Aux termes de ses dernières conclusions, notifiées le 15 février 2023, Groupama demande à la cour de :

- confirmer en toutes ses dispositions le jugement rendu par le tribunal judiciaire de Lyon le 25 janvier 2022,

- déclarer Groupama Rhône-Alpes Auvergne hors de cause,

- débouter la société HTA production et la société QBE Europe SA/NV de toute demande formulée à l'encontre de la société Groupama Rhône-Alpes Auvergne ;

à titre subsidiaire,

- constater la faute de la société Segmo,

- condamner la société QBE Europe SA/NV assureur de la société Segmo à relever et garantir Groupama Rhône-Alpes Auvergne de toute éventuelle condamnation prononcée à son encontre,

- condamner la société HTA production ou la société QBE Europe SA/NV au paiement de la somme de 6.000 € sur le fondement de l'article 700 du code civil au profit de Groupama Rhône-Alpes Auvergne.

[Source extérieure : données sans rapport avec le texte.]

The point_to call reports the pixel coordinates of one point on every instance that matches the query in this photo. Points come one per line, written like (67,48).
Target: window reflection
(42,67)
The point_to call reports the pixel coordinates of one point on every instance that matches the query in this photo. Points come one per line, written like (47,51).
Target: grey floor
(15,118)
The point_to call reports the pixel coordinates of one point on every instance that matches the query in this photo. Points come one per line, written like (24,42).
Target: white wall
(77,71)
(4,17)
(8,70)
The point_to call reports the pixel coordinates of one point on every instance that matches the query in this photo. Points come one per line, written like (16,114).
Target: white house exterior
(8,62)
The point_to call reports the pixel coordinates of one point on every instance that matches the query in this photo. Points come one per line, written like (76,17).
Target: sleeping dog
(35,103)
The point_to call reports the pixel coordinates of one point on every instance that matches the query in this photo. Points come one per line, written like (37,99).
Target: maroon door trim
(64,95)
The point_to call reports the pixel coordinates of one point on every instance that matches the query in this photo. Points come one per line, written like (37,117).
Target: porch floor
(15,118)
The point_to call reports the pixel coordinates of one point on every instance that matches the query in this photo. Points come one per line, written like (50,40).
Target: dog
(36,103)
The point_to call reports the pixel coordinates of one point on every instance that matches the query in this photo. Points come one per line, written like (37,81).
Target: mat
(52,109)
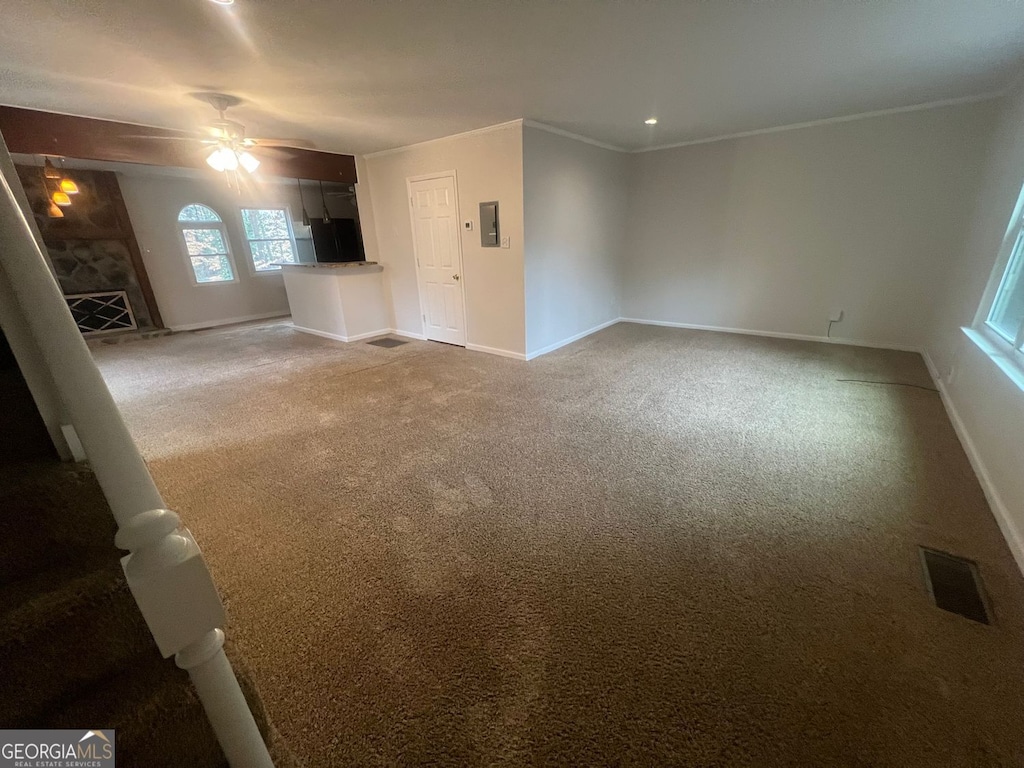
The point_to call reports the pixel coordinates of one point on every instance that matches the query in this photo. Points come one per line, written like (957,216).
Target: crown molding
(829,121)
(568,134)
(463,134)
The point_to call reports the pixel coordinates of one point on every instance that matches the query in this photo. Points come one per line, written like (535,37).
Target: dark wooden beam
(34,132)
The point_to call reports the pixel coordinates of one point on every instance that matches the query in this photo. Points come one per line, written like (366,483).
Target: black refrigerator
(337,240)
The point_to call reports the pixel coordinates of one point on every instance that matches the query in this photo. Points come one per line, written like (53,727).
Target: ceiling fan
(229,147)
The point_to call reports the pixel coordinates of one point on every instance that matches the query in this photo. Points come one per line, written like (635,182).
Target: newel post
(175,592)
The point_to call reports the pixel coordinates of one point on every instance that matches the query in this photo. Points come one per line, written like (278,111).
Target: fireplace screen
(101,312)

Aux termes de ses dernières conclusions, notifiées le 31 mai 2023, la société QBE Europe SA/NV demande à la cour de :

- infirmer la décision déférée en ce qu'elle a jugé que l'activité exercée par la société Segmo est à l'origine du sinistre entrait dans le champ des activités assurées déclarées par la société Segmo lors de la souscription de sa police d'assurance auprès de la compagnie QBE,

- confirmer la décision sur le surplus,

statuant à nouveau :

- juger que la société HTA ne justifie pas d'un intérêt à agir,

en conséquence :

- juger que la société HTA est irrecevable en son action,

- juger que la preuve de la responsabilité de la société Segmo n'est pas rapportée,

en conséquence :

- juger que les garanties de la compagnie QBE ne sont pas mobilisables,

- juger que l'activité exercée par la société Segmo et à l'origine du sinistre n'entrait pas dans le champ des activités assurées déclarées par la société Segmo lors de la souscription de sa police d'assurance auprès de QBE,

en conséquence :

- juger que les garanties de la compagnie QBE ne sont pas mobilisables,

- juger que l'installation de la société HTA, à laquelle les études de la société Segmo ont prétendument participé, par sa conception, son ampleur et l'emprunt de ses éléments à la construction immobilière, constitue un ouvrage au sens de l'article 1792 du code civil,

en conséquence :

- juger que QBE est bien fondée à invoquer les exclusions visées aux conditions générales et particulières constituant la police d'assurance,

en conséquence :

- débouter la société HTA de l'intégralité de ses demandes présentées à l'encontre de la compagnie QBE,

- prononcer la mise hors de cause pure et simple de la compagnie QBE,

- débouter la compagnie Groupama de son appel en garantie dirigé à l'encontre de la compagnie QBE,

en tout état de cause :

- condamner in solidum la ou les parties succombantes à payer à la compagnie QBE la somme de 4.000 € au titre de l'article 700 du code de procédure civile,

- condamner in solidum la ou les parties succombantes aux entiers dépens de l'instance.

L'ordonnance de clôture est intervenue le 15 février 2024.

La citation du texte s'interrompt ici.